Reviewed by: mrblue
Sweet Revenge tells the tale of Yung (Fan Bing-Bing), a young woman with a terminal illness who is trying to solve the mystery of who killed her parents when she was a child. After making a delivery to a myserious antiques dealer, Shing (Anthony Wong), she notices one of her father's old cameras. The story of how the dealer got the camera begings to point the finger at someone in Yung's own family -- her brother, Chun (Nick Cheung).
Reviewer Score: 5
If you think the above plot synopsis spoils anything, don't worry. Sweet Revenge telegraphs everything about the plot almost right away. Yet, it still takes what seems like forever to get to the resolution. In fact, if you're watching the VCD, you could probably just skip the first disc altogether.
Annoyingly, even after the viewer sits through the entire movie, the resolution is sudden and haphazard. It really feels like the film-makers simply did not know how to end the movie or ran out of film. Maybe it was a little of both.

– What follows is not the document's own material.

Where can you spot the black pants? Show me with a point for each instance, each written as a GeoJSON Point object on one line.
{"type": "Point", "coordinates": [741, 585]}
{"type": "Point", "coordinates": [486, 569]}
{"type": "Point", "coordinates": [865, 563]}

Also, there's a lot of little things about the plot which simply do not make sense. Most notable is the romance between Yung and Shing. Try as I might, I just couldn't fathom what Yung would see in a burned-out alcoholic twice her age.
Sure, this is a movie, and that requires some suspension of disbelief, and I suppose it was good that they put in Anthony Wong versus some teeny pop star. But the point kept nagging on me to the point that I felt myself tuning out of the movie at points. It didn't help matters that this seemed to be another one of Anthony Wong's infamous "phone-in" performances.
Still, for some strange reason, Sweet Revenge did hold some sway over me. Perhaps it was Fan Bing-Bing's beauty, or the four beers I had while watching this, but ultimately Sweet Revenge did hold my interest enough that I can give it a mild recommendation. Sweet Revenge isn't a great movie by any means, but if you're a fan of suspense movies, it's good enough material for a night's viewing.